Linear Regression Homoskedasticity doubt

44 Views Asked by At

I am trying to plot the Linear Regression between $(X,Y)$ where $X$ is the regressor/predictor and $Y$ is the output. The values are np.random.seed(42)

x = np.random.rand(1, 5000)
y = np.random.rand(1, 5000)

# Find indices where x < y
fav = np.where(x < y)[1]
x = x[0, fav]
y = y[0, fav]

The Linear Regression of $Y$ on $X$ is given by the line $\mathbb{E}(Y|X=x)=(x+1)/2$

coefficient of determination: 0.2512995379407439
intercept: 0.4895868199625202
slope: [0.50666797]

When I want to check the assumptions of Linear regression I find that Residual $\epsilon$ is normally distributed by seeing the density. enter image description here However when I plot the residual against the predicted value to check for presence of Homoskedasticity I get the following graphenter image description here

This graph means that there is Heteroskedasticity and an assumption is violated. But, what does this mean for our model.
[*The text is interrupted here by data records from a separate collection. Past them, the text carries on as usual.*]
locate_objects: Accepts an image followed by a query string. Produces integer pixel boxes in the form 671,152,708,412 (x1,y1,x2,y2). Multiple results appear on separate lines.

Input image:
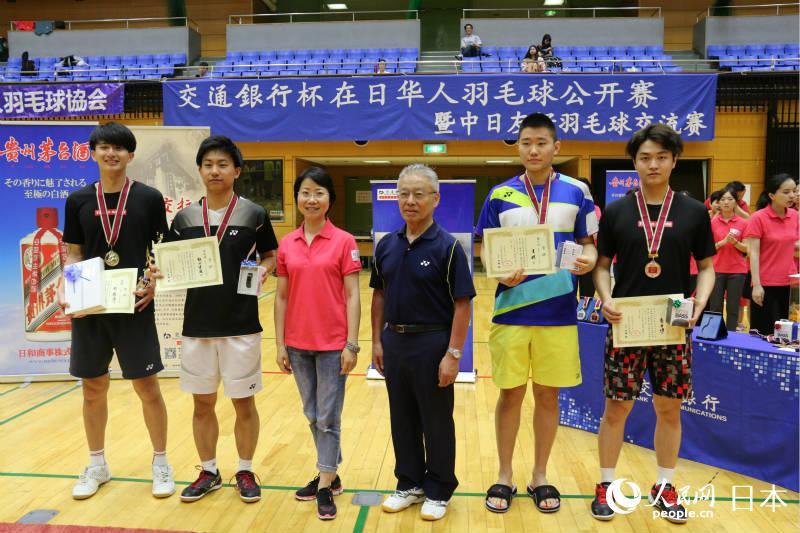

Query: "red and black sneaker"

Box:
236,470,261,503
294,474,344,502
647,483,688,524
317,487,336,520
592,481,614,520
181,470,222,502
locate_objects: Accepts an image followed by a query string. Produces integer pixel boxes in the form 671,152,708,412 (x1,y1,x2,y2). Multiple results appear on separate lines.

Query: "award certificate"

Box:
153,236,222,292
483,224,556,278
611,294,686,348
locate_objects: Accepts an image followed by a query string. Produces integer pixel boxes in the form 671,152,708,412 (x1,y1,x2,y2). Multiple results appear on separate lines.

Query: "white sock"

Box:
89,449,106,466
153,450,169,466
200,457,217,474
600,468,617,483
656,466,675,485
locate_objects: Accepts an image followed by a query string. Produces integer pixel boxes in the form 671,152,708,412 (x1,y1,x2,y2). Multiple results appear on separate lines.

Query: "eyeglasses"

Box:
397,191,436,202
297,191,328,200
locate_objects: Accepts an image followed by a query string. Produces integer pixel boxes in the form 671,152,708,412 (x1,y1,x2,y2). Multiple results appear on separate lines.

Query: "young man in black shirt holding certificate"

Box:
591,124,715,523
59,122,175,499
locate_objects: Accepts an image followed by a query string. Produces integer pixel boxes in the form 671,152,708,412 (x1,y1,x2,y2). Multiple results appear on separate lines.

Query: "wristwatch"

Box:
447,348,461,359
344,341,361,355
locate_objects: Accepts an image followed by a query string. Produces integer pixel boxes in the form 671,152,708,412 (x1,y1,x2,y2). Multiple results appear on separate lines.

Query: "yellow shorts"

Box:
489,324,581,389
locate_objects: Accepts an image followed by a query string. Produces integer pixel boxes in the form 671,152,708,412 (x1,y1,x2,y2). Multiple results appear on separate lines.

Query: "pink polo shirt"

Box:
711,215,749,274
277,220,361,351
744,205,800,287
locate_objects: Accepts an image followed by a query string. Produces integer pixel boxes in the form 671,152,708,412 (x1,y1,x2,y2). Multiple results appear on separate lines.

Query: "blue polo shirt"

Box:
369,222,475,324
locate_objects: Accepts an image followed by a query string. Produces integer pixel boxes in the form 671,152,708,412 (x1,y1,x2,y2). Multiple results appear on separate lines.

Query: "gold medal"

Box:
103,250,119,267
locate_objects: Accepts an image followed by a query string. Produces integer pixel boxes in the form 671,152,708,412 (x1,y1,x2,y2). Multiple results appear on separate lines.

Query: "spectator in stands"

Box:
522,44,546,73
744,174,800,335
708,188,748,331
705,181,750,220
456,24,483,59
19,51,36,76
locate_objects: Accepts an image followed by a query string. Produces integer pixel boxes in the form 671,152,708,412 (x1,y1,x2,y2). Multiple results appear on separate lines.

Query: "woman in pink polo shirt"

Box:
708,188,748,331
744,174,800,335
275,167,361,520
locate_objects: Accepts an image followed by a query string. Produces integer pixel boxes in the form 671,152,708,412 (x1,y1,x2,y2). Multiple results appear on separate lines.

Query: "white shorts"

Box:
181,333,264,398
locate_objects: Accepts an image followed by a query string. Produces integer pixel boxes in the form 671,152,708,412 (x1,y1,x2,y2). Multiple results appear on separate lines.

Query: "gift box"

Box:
556,241,583,270
64,257,106,315
667,298,694,328
773,320,798,342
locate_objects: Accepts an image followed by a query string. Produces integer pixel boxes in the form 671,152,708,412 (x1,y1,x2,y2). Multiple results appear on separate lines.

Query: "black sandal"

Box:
527,485,561,513
486,483,517,513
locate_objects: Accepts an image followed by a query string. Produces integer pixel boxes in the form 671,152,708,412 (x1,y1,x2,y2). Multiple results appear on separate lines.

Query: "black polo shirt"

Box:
597,194,716,298
369,222,475,325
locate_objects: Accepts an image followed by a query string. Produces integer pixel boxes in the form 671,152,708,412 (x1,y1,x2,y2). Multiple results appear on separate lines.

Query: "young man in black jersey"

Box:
156,135,278,502
59,122,175,499
591,124,715,523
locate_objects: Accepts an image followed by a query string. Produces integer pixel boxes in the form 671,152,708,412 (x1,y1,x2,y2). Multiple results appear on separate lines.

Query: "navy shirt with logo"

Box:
369,222,475,325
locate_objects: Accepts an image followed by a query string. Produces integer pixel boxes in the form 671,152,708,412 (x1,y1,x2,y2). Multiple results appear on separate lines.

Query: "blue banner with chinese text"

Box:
164,74,717,141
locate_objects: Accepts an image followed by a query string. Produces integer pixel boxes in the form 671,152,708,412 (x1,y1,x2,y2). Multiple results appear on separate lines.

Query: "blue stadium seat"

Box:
626,46,645,56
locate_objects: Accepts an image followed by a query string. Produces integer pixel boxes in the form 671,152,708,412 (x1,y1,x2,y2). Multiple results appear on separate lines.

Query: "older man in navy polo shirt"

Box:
370,164,475,520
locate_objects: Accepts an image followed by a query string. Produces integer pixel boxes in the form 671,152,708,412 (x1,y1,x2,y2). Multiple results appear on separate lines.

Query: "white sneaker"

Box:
381,487,425,513
72,463,111,500
420,498,450,520
153,465,175,498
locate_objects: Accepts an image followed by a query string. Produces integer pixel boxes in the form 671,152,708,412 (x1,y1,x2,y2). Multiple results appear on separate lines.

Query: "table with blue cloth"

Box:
560,322,800,491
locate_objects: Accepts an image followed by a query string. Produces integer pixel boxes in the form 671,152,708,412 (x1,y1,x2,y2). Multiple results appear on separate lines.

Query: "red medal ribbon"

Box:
522,171,556,224
97,176,131,250
636,188,674,259
200,193,239,242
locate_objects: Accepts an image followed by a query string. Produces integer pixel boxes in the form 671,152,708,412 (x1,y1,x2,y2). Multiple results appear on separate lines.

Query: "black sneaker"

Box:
647,483,688,524
317,487,336,520
294,475,344,502
181,470,222,502
236,470,261,503
592,481,614,520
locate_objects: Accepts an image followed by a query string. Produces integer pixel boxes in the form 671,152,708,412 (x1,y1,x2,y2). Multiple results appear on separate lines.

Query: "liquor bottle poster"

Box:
0,122,98,381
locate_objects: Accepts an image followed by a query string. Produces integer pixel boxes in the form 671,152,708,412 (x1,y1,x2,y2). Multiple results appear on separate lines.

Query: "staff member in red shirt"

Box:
275,167,361,520
744,174,800,335
708,188,748,331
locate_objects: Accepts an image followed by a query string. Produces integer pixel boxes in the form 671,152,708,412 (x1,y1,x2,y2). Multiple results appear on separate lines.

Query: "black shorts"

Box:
69,303,164,379
603,328,692,400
Should I just rely on this EDA or should I do some statistical tests like Pagan Test, Bartlett.

1

There are 1 best solutions below

0
On

Let's consider the data generation mechanism, $0<X<Y<1$, where $X$ and $Y$ are uniformly distributed.

$\bar{X}=\frac13,\bar{Y}=\frac23$.

We have $Y|X\sim Uniform(X,1)$ where $0<X<1$, hence we have $E(Y|X)=\frac{X+1}2$ and $$Var(Y|X)=\frac{(1-X)^2}{12}.$$

As we can see the variance is a function of $Y|X$ is a function of $X$, here is a plot of the region along with its regression line plus two lines that are 1 standard deviation away.

enter image description here

It affects our inference, i.e. our confidence interval and hypothesis testing. Now that we diagnose the problem, what can we do?

Some possible solutions are presented in this book chapter and also a tutorial in R can be found in this R reference.

If the residuals are uncorrelated, a common strategy is to use weighted least square. Otherwise, we might resort to generalized least square or more complex strategies.